Third, Wood artificially divides between the so-called “online world” and whatever human communication occurs “in real life.” As an ethnographer, I’m interested in the ways in which new media communications extend other communicative forms by enmeshing with norms and mores preexisting the Internet. Internet etiquette is certainly still in process, but people “develop their beliefs about media and ways of using media within idioms of practice,” as one of my colleagues here at Indiana University aptly puts the matter. Human beings operate within networked webs of sociocultural and linguistic significance, and the Internet is hardly immune to such forces. With its algorithmic structures, software systems, and “meaning machines,” if anything social media platforms compound and intensify rather than eliminate the complexity of ritual’s role in a post-human era. Is social media truly “bereft of ritual or established set of conventions” that “structure our self-expression”? I’m not convinced. Social media utterances have recourse in the “offline” world. Educators and parents work to instill in adolescents that what one does online matters. College students experiment with ritual protocols in dating practices mediated by dataphones and social media. College professors lose tenure over tweets deemed inflammatory by institutional and bureaucratic powers.
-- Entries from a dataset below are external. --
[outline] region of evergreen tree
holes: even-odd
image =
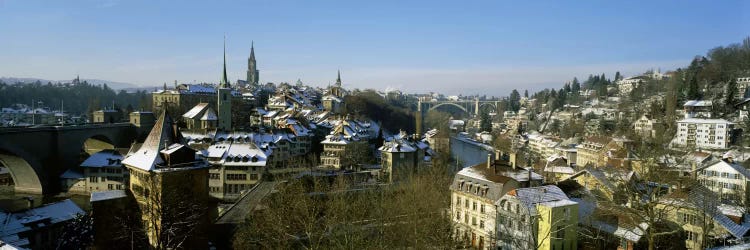
[[[620,71],[617,71],[617,72],[615,72],[615,80],[614,80],[614,81],[615,81],[615,82],[616,82],[616,81],[619,81],[619,80],[620,80],[620,78],[622,78],[622,75],[620,75]]]
[[[528,89],[523,91],[523,97],[529,98],[529,90]]]
[[[737,79],[732,78],[727,84],[727,94],[724,97],[724,110],[727,113],[734,112],[734,104],[737,103],[735,99],[737,95]]]
[[[687,86],[687,98],[690,100],[700,100],[703,97],[700,86],[698,85],[698,77],[690,77],[690,81]]]
[[[490,114],[487,110],[483,110],[479,114],[479,130],[492,132],[492,119],[490,119]]]
[[[576,95],[581,91],[581,83],[578,82],[578,78],[573,77],[573,83],[570,86],[570,90]]]
[[[513,112],[518,112],[519,109],[521,109],[521,94],[518,93],[518,90],[513,90],[510,93],[510,97],[508,98],[508,101],[510,101],[510,109]]]

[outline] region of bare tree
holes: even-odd
[[[134,248],[152,249],[194,248],[199,247],[192,245],[195,242],[207,242],[208,197],[188,192],[195,183],[189,174],[163,181],[163,176],[151,173],[141,181],[143,186],[134,188],[144,199],[135,202],[137,211],[116,216],[121,225],[115,228],[123,231],[118,240],[129,240]]]
[[[368,186],[343,176],[294,180],[238,229],[248,248],[391,249],[456,246],[446,211],[450,175],[433,167],[398,185]]]

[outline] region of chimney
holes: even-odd
[[[492,169],[492,154],[487,154],[487,169]]]
[[[690,167],[691,167],[692,171],[690,171],[690,177],[692,177],[692,179],[695,179],[696,176],[698,175],[698,173],[695,172],[695,165],[696,165],[695,161],[691,160],[690,161]]]
[[[531,167],[529,167],[529,187],[531,187]],[[544,190],[544,192],[547,192],[547,189]]]

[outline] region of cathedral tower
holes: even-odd
[[[253,87],[258,86],[258,78],[260,72],[258,72],[258,66],[255,64],[255,44],[250,43],[250,57],[247,58],[247,84]]]
[[[229,80],[227,80],[227,42],[224,39],[224,72],[221,77],[221,83],[218,93],[218,100],[216,106],[219,110],[219,124],[218,128],[224,131],[232,130],[232,89],[229,86]]]
[[[338,77],[336,77],[336,86],[341,87],[341,70],[339,70],[338,73]]]

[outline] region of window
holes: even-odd
[[[89,182],[91,183],[99,182],[99,178],[97,178],[96,176],[91,176],[89,177]]]
[[[476,226],[477,225],[477,217],[471,217],[471,225]]]
[[[250,174],[250,180],[257,180],[258,174]]]
[[[247,174],[227,174],[227,180],[247,180]]]
[[[479,207],[479,211],[480,211],[481,213],[484,213],[484,204],[482,204],[482,206],[480,206],[480,207]]]
[[[484,221],[483,220],[479,221],[479,228],[484,229]]]
[[[212,180],[218,180],[219,179],[219,174],[218,173],[210,173],[210,174],[208,174],[208,178],[212,179]]]
[[[563,226],[557,226],[557,232],[555,232],[558,239],[565,239],[565,228]]]
[[[469,208],[469,199],[464,199],[464,207]]]
[[[473,202],[471,207],[472,207],[472,210],[477,211],[477,202],[476,201]]]
[[[115,184],[107,184],[107,189],[109,190],[115,189]]]
[[[461,220],[461,212],[456,212],[456,220],[457,221]]]

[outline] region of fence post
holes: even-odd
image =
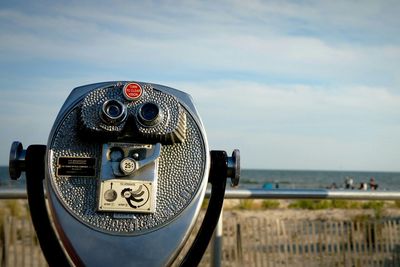
[[[213,238],[212,238],[212,249],[211,249],[211,266],[221,267],[222,260],[222,224],[223,214],[219,215],[217,227],[215,227]]]

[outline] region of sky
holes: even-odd
[[[46,144],[70,91],[192,95],[243,168],[400,171],[400,3],[1,1],[0,165]]]

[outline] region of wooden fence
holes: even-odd
[[[0,266],[47,266],[29,219],[6,216],[2,230]]]
[[[399,219],[280,220],[224,213],[223,266],[400,266]],[[7,216],[0,266],[46,266],[28,219]],[[210,248],[201,266],[209,266]]]
[[[222,266],[400,266],[399,219],[294,221],[225,213],[222,242]]]

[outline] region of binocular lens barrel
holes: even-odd
[[[155,126],[162,119],[161,108],[152,102],[144,103],[138,111],[137,118],[143,126]]]
[[[110,99],[104,102],[100,117],[105,123],[117,125],[124,121],[126,116],[126,107],[120,101]]]

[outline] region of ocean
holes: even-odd
[[[400,191],[400,172],[363,171],[304,171],[304,170],[250,170],[241,172],[239,188],[319,189],[333,183],[337,188],[345,187],[346,177],[352,177],[354,186],[368,183],[374,177],[378,190]],[[8,167],[0,166],[0,187],[25,187],[25,176],[11,181]],[[229,187],[228,187],[229,188]]]
[[[344,188],[345,180],[351,177],[355,188],[361,183],[369,183],[373,177],[378,190],[400,191],[400,172],[367,171],[306,171],[306,170],[242,170],[240,184],[242,188],[284,188],[284,189],[321,189]]]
(3) Chaos Rhetoric. In Wood’s determination, we are as a society “descending” into nothing other than “real chaos.” New media amplifies “self-expression.” “We blurt out our political opinions on Facebook. We emote on Twitter. We tell people what we think of everything.” The Internet becomes, Wood continues, a “roiling melée of opinions and emotional outbursts, each picked up on, retweeted, and amplified.” Social media is a source of the “enormous problems we’re facing.” In short, not only does the author offer a veritable media ideology—thus constituting data, in other words, for scholars of religion and new media—but he also performs what one religious studies scholar has called chaos rhetoric, or a “declension” narrative intended to “persuade an audience by stressing an imminent threat to a beloved entity.” It’s not exactly clear what that entity is. Wood appeals to “society,” but it appears he has in mind some imagined golden age of unmediated communication, where ritual and decorum arbitrate difference and people are congenial with each other all of the time, even with they disagree. Has such a situation ever existed?
To conclude, Wood’s post is well-intentioned. I agree that social media, along with any other inchoate technology, evolve and reconfigure communication techniques and habits. And I enthusiastically concede that religious studies scholars are prime candidates for the study and documentation of these developments. But we should be studying ritualization processes and the strategies of ritual extension that surround social media rather than prematurely mourning ritual’s extinction. The study of participatory media can be better served not by leveraging our own claims to communicative authenticity but by analyzing how our informants are discoursing about and constructing the social media turn.